Robert Francis Prevost, aos 69 anos, tornou-se o primeiro papa nascido nos Estados Unidos, apesar de também ter nacionalidade peruana. Nas apostas do conclave, ele era considerado o que tinha mais chances entre os cardeais do país, pela inclinação pastoral aliada ao conhecimento da Cúria Romana.
Foi o perfil moderado que deu sustentação à escolha para se tornar o papa Leão XIV, em 8 de maio de 2025, e é nesse espaço que o sucessor de Francisco tem conduzido a Igreja.

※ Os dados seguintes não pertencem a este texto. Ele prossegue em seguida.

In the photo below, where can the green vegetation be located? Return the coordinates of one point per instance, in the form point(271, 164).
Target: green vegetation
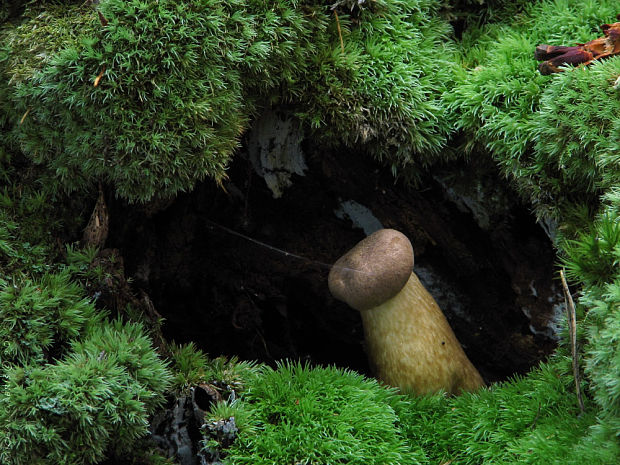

Pouco depois da eleição, nas primeiras palavras desde a sacada da Basílica de São Pedro, no Vaticano, o Sumo Pontífice fez um "chamado à paz" para "todos os povos" e instou a "construir pontes" por meio do "diálogo", avançando "sem medo, unidos, dando a mão a Deus e estendendo-a entre nós".
Já nos primeiros meses de governo, os posicionamentos sobre a figura de Maria como corredentora e sobre prudência e equilíbrio ao tratar de misticismo revelam um papa que opera menos pela espontaneidade e mais pela contenção. Especialistas ouvidos pelo O POVO convergem para a percepção de um representante de feitio reservado e cuidadoso com gestos públicos, que acaba por repelir ambiguidades.
A professora Brenda Carranza, pesquisadora do Laboratório de Antropologia da Religião da Universidade Estadual de Campinas (Lar-Unicamp), observa que o Leão XIV é uma pessoa "extremamente tímida" e, assim, mais da linha doutrinal de manter-se em uma postura "altamente ortodoxa".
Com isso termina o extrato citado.